Una volta individuate, il rappresentante di diritto della società veniva sostituito con un prestanome o con altri soggetti reclutati dai truffatori. Attraverso 22 prestanome gli imputati ottenevano le credenziali di accesso all’area riservata dell’Agenzia delle entrate e inserivano le comunicazioni di cessione crediti d’imposta locazioni e quelle relative ai bonus edilizi.

Per rendere ancora più difficile i controlli da parte dell’Agenzia delle entrate e ostacolare la ricerca della documentazione contabile, i presunti truffatori pianificavano ripetuti trasferimenti di sede delle società sul territorio nazionale.

Venivano creati crediti d’imposta con dati fittizi dichiarando, per esempio, di aver pagato canoni di locazione di importi molti più alti di quelli sostenuti, oppure di aver effettuato lavori edili mai iniziati. «In quindici giorni amma’ caricà 50 milioni... tre persone che ci lavorano», dice Bonfrate in un’altra intercettazione. «Loro di notte lo fanno, se mettono: pizza, panini, birra, patatine sul tavolo... cioè quando diventa un business diventa un lavoro, o si fa o si fa». Un lavoro certosino, ci vuole tempo, ma alla fine i risultati ripagavano la “fatica”.

La prima cessione del credito avveniva sempre a una società riconducibile agli autori della truffa. Dopo aver accertato la presenza dei crediti d’imposta inesistenti nel cassetto fiscale del sito dell’Agenzia delle entrate, iniziava la canalizzazione dei crediti verso una rete di vendita gestita da soggetti compiacenti distribuiti sull’intero territorio nazionale. Un secondo passaggio prevedeva anche la cessione dei crediti ottenuti a società terze inconsapevoli dell’inganno.

Il profitto della frode veniva poi utilizzato per effettuare investimenti sia nel settore commerciale che immobiliare, oppure veniva veicolato verso alcune società, attraverso una fatturazione di comodo, per essere monetizzate in contanti. I crediti d’imposta fittizi venivano caricati su carte di credito per essere poi ritirati attraverso i bancomat, o investiti in criptovalute (quasi cinque milioni), in oro e argento, o ancora in società estere con sede a Malta e Cipro difficili da raggiungere.

L’organizzazione

La base operativa del sodalizio criminale era a Rimini, ma i complici erano in diverse regioni come l’Emilia Romagna, la Puglia e la Campania. Otto indagati sono finiti in carcere, mentre altri quattro sono andati ai domiciliari. Per loro, secondo gli inquirenti, esiste pericolo di fuga. Venti imprenditori sono stati interdetti dall’esercizio di impresa e tre commercialisti dall’esercizio della professione.

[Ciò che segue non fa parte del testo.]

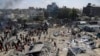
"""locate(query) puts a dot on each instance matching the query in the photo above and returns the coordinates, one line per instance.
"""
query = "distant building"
(52, 9)
(91, 10)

La Guardia di finanza ha eseguito 80 perquisizioni e sequestrato i falsi crediti, oltre ai beni e agli assetti societari contestando il reato di indebita percezione di erogazioni ai danni dello stato. Tra le persone finite al centro dell’indagine, nove avevano presentato domanda di reddito di cittadinanza e tre avevano precedenti di polizia per associazione a delinquere di stampo mafioso. La nuova frontiera della criminalità sono i bonus messi a disposizione dello stato per far fronte alla pandemia e non solo. Inutili gli allarmi dei procuratori antimafia che dal 2020 hanno chiesto alle autorità di essere vigili sulle manovre varate dal governo, solo con il super bonus sono state scoperte truffe per circa 4 miliardi di euro. «Fatta la legge, trovato l’inganno» commentavano i truffatori.